Ronald Koeman estabeleceu a equipa num 4-2-3-1 na maioria dos jogos no Euro e para o duelo dos oitavos de final com a Roménia, surgiu praticamente o mesmo onze do jogo com a França (única alteração foi a troca de Frimpong por Bergwijn). Para trás, ficou o jogo errático com a Áustria a fechar a fase de grupos e a exibição face aos romenos foi bastante descomplexada, mesmo tendo em conta o início agressivo na pressão da equipa de Edward Iordanescu.
Uma das chaves do triunfo neerlandês esteve no duo Schouten-Reijnders no meio-campo. Alternaram momentos de subida e complementaram-se lindamente na dinâmica construtora a partir da base.
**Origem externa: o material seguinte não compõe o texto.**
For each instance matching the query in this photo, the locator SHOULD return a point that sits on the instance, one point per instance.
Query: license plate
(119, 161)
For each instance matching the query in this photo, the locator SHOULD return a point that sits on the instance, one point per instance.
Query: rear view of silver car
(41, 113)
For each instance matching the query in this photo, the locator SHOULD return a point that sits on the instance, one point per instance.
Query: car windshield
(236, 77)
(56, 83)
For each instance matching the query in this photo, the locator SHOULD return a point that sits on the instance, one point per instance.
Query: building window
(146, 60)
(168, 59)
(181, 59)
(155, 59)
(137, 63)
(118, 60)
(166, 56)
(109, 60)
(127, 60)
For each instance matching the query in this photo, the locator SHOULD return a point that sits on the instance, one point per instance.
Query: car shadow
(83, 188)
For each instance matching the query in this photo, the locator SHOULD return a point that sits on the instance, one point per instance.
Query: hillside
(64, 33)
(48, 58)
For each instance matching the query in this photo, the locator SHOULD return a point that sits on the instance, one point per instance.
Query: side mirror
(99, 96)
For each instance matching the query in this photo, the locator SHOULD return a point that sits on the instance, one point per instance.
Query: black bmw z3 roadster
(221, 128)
O jogador do AC Milan é um dos médios de melhor nível na prova, pela categoria no passe, pela elegância no transporte e na aproximação aos três quartos do campo. Schouten tem mais fama de equilibrador, mas o calibre do passe está todo lá. No lance do 1-0 encontrou Xavi Simons (jogaço no corredor central, com várias intervenções determinantes e duas assistências para golo) nas costas dos médios, aproveitando a saída de posição de Marius Marin e este serviu Gakpo para a diagonal e finalização.
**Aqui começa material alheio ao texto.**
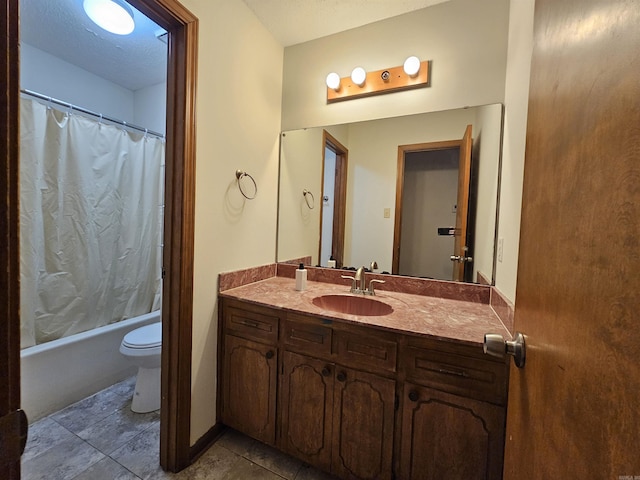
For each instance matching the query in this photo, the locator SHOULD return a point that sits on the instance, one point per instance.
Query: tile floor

E se no primeiro tempo, as ocasiões claras não abundaram, após o intervalo, o conjunto neerlandês dispôs de várias oportunidades muito vantajosas para chegar a uma goleada vistosa. Memphis Depay continua divorciado da pontaria, mas até deixou um jogo mais clarividente, Dumfries soltou-se muito na direita e houve direito a que os centrais gerassem perigo em pontapés de canto. Quem carimbou o triunfo foi Donyell Malen, saído do banco no início da 2ª parte, mostrando o lado incisivo no ataque a zonas de finalização e o poder de arranque em campo aberto.
Partindo como extremo desde a esquerda, mas com tendência a fomentar a procura pelo corredor central, tem sido um dos jogadores mais destacados deste Euro 2024, em particular na finalização. Aproveitou a passividade do marcador direto para marcar o primeiro, criou novas ocasiões claras, uma delas depois de atravessar o campo sozinho, em aceleração e serviu Malen de forma brilhante, aguentando a pressão contrária para o 2-0. Europeu de craque.
A excelente campanha da turma de Iordanescu terminou com uma derrota sem apelo nem agravo. Ao início agressivo na pressão face aos Países Baixos, seguiu-se uma série de dificuldades, no controlo do espaço entre setores, na defesa da bola parada e cruzamentos e ainda alguma falta de contundência a fechar (Rațiu no golo inaugural como exemplo). Ainda assim, jogadores como Dennis Man, Drăguşin ou Stanciu saem valorizados da competição.